A moça tem uma filha adolescente, e não há como não pensar em toda
essa geração que está sendo doutrinada neste coletivismo bocó e
coitadista. E então a pobre criatura chegará à idade adulta. Incapaz de
lidar com a realidade e com todas as demandas da vida. Por não fazer o
mínimo esforço para se preparar para os conflitos, obrigações e cuidados
que a vida requer, resmunga:“Ah, o governo, esse governo”, blá, blá
blá… Por fim chega a hora de saírem quebrando tudo por aí, como fizeram
aqueles apaixonados por roupinhas da GAP, Nike e Adidas em Londres, ano
passado, e depois na USP. Sempre em nome de “um mundo melhor e mais
justo”, é claro.
Imagine esse modus pensandi aplicado à fé cristã. Pequei?

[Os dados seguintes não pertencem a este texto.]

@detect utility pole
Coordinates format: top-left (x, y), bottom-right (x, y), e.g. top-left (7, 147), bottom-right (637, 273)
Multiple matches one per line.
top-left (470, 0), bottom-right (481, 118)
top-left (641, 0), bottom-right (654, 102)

Culpa de Adão. De Eva. Dos meus pais, que não me ensinaram. Do diabo,
que enganou Eva. Do demônio, que me influenciou. Daí, para dizer que a
culpa é de Deus, que criou o diabo, é um pulo. Pulo para a apostasia.
Pulo para o inferno, pois com Deus não se brinca.
Lembro-me então de obras como “A rebelião das massas”, de Ortega y
Gasset, “A invasão vertical dos bárbaros”, do grande Mário Ferreira de
Santos, e da psicologia coletiva de Gustave Le Bon. Cada vez mais
fundamentais para compreenderem uma época em que o filistinismo e o
hedonismo egoísta e presunçoso tomou conta de tudo.
O país “cresce” (pifiamente) e o cidadão se infantiliza. Porque para
ser adulto, para crescer, o ser humano precisa, no mínimo, ser
responsável por si mesmo e estar ciente de que aquilo que plantar,
colherá. Não há saída; quem quer virar gente de verdade precisa de
desafios. E não olhar para si como merecedor de zilhões de direitos. Uma
verdade que pode tornar qualquer pessoa adulta, mais forte, humilde,
livre e determinada é simples de ser dita: “ninguém deve absolutamente
nada a você”. Lembrar-se disso todos os dias pode fazer um bem enorme.
Portanto, quando você assistir àquela propaganda do governo falando
nos seus direitos, pode saber: ou é para te infantilizar, para te
imbecilizar, ou para te impor um dever. Normalmente um dever desses que
são praticamente punições: votar, ir à escola engolir o lixo idiotizante
preparado pelo MEC, ou tomar estas vacinas de origem e eficácia
duvidosas que tem aparecido mundo afora. Sem falar, é claro, em mais
impostos. Nada é de graça nesse mundo, meu caro leitor.
Se o brasileiro ainda acredita mais no poder da propaganda e da
benesse estatal do que em sua responsabilidade pessoal, em sua
capacidade de traçar, ao menos em certa medida, seu próprio destino,
tudo o que merece mesmo é ser governado pelos amigos de Hugo Chávez, de
Ahmadinejad, de Evo Morales, Fidel Castro, entre outros delinquentes que
pintam e bordam lá nas conferências da ONU, essa “vigarista da pior
espécie”, como bem a considerava o velho Nélson Rodrigues.